Der Antragsteller trägt die Kosten des Verfahrens.
2. Der Wert des Streitgegenstandes wird auf 5.000,- Euro festgesetzt.
1
Gründe
2Der sinngemäße Antrag des Antragstellers,
3der Antragsgegnerin im Wege der einstweiligen Anordnung vorläufig zu untersagen, ihn zu einem Anteil von 60% auf die Leitstelle 371/12 umzusetzen,
4hat keinen Erfolg.
5Er ist zulässig, aber unbegründet. Gemäß § 123 Abs. 1 VwGO kann das Gericht eine einstweilige Anordnung in Bezug auf den Streitgegenstand treffen, wenn die Gefahr besteht, dass durch eine Veränderung des bestehenden Zustands die Verwirklichung eines Rechts des Antragstellers vereitelt oder wesentlich erschwert werden könnte.

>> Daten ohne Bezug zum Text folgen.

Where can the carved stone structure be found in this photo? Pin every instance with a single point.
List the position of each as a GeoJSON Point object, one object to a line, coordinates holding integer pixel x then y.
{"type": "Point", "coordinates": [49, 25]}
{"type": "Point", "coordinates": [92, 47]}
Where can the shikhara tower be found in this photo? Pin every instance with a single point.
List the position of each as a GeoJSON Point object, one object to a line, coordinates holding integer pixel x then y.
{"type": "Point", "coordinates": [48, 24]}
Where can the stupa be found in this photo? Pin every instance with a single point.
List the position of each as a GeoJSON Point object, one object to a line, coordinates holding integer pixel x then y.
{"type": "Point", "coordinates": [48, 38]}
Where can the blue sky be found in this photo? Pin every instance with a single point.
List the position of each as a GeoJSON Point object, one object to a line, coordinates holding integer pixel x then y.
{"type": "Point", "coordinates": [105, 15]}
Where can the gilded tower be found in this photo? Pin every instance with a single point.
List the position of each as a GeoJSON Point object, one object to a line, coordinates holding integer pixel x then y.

Einstweilige Anordnungen sind auch zur Regelung eines vorläufigen Zustands in Bezug auf ein streitiges Rechtsverhältnis zulässig, wenn diese Regelung, vor allem bei dauernden Rechtsverhältnissen, um wesentliche Nachteile abzuwenden oder drohende Gewalt zu verhindern oder aus anderen Gründen nötig erscheint. Voraussetzung ist, dass der Antragsteller einen Anordnungsanspruch – d.h. ein subjektiv-öffentliches Recht auf das begehrte Verwaltungshandeln – und einen Anordnungsgrund – die Eilbedürftigkeit – glaubhaft gemacht hat, §§ 123 VwGO, 920 Abs. 2, 294 ZPO. Wird mit dem Antrag – wie hier – die Vorwegnahme der Hauptsache begehrt, kommt diese im Verfahren nach § 123 Abs. 1 VwGO nur ausnahmsweise aus Gründen effektiven Rechtsschutzes (Art. 19 Abs. 4 Satz 1 GG) in Betracht, nämlich dann, wenn das Abwarten der Entscheidung in der Hauptsache für den Antragsteller schlechthin unzumutbar wäre. Dies setzt unter dem Gesichtspunkt der Glaubhaftmachung des Anordnungsanspruchs voraus, dass das Rechtsschutzbegehren in der Hauptsache schon aufgrund der im Verfahren des vorläufigen Rechtsschutzes lediglich anzustellenden summarischen Prüfung bei Anlegung eines strengen Maßstabes an die Erfolgsaussichten erkennbar Erfolg haben wird. Außerdem muss der Antragsteller - im Rahmen des Anordnungsgrundes - glaubhaft machen, dass ihm ohne die Gewährung vorläufigen Rechtsschutzes schwere und unzumutbare, anders nicht abwendbare Nachteile entstehen, zu deren nachträglicher Beseitigung die Entscheidung in der Hauptsache nicht mehr in der Lage wäre.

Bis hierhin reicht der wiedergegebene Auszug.